Pak Haris menghela nafasnya, “Ini sudah dirundingkan, dan kamu tidak bisa mengubahnya semudah itu Jevana, kamu tetap disini, dan partner barumu akan segera datang besok.”
“Jika tidak dengan mereka, maka saya tidak mau lagi berada disini,” jawab Jevana dingin dan tegas. ia tidak main-main. ia tahu alasan ia masih berada disini adalah karena kakeknya. ia tahu kakeknya akan melakukan berbagai macam cara agar ia bisa tetap berada disini dengan tim yang kompeten menurutnya.
“Jev…” panggil Marvel pelan, “lo disini, harus disini. lo harus lanjutin perjuangan kita yang belum selesai ini.”
“Perjuangan kita kan bang?” jawab Jevana cepat seraya terkekeh kecil, “kalau gitu ya harus kita bareng-bareng lah yang lakuin, harus kita yang ngerasain senang bareng-bareng, bukan gue doang.”
Renjana menghela nafasnya pasrah, sifat Jevana yang terbilang keras itu memang susah untuk ditaklukan. jujur ia tidak tahu lagi harus berbuat apa selain menurut dan bersiap-siap untuk pulang ke rumah. sedangkan yang lain, hanya bisa diam, saling menyalahkan diri sendiri.
“Maaf….” lirih Hasan, ia merasa semua yang terjadi karena salahnya, karena egoisnya yang tidak mau mendengar apa kata Marvel untuk tidak melakukan tindakan gegabahnya itu. yang sekarang membuat semuanya makin runyam.
“Gue keluar dulu.” setelahnya Jevana keluar ruangan dengan cepat, menuju sebuah tempat sepi untuk menghubungi seseorang.
“Gimana? nggak kapok bikin malu kakek?”
brengsek
“Jadi bener ini semua ulah kakek? kakek kan yang minta buat kelompokku di diskualifikasi?”
“Iya, buat apa kamu bertahan sama kelompok yang hanya beri pengaruh buruk? bikin malu saja.”
“Kalau gitu aku juga mau keluar,”
“Jangan bodoh Jevana. ini kesempatan kamu untuk jadi lebih baik dengan tim yang sudah kakek pilihkan.”
“Aku tetap nggak mau, terserah kalau kakek tetap maksa aku buat tetap disini dengan tim yang baru. maka aku akan kasih tau dad kalau kakek adalah salah satu penyebab ibu meninggal tiga tahun yang lalu.”

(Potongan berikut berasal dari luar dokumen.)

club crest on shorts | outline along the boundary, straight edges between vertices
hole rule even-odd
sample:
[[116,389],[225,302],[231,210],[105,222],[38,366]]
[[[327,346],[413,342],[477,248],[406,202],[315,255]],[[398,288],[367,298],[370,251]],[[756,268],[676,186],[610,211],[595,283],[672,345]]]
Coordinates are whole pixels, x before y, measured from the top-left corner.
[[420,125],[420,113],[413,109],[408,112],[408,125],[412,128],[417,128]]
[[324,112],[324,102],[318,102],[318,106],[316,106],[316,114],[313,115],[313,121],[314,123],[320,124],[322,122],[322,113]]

Telepon terputus begitu saja, siapa lagi kalau bukan Jevana yang memutuskan itu secara sepihak. ia sudah terlalu kesal pada sikap kakeknya yang begitu jahat. selalu bermain curang agar apa yang ia mau bisa tercapai dengan mudah tidak peduli jika harus merugikan orang lain.
Jevana terduduk lemas dibangku taman, meremat rambutnya frustasi. ia tidak tahu lagi harus bersikap bagaimana, ia jelas tidak mau harus berpisah dengan timnya. dan tidak dipungkiri lagi ia juga merasa bersalah karena tidak nurut akan perkataan Marvel untuk tidak pergi saat itu.
“Arghh brengsek!” pekiknya kencang, tidak peduli dengan tatapan sinis dari beberapa siswa yang juga sedang berada disana.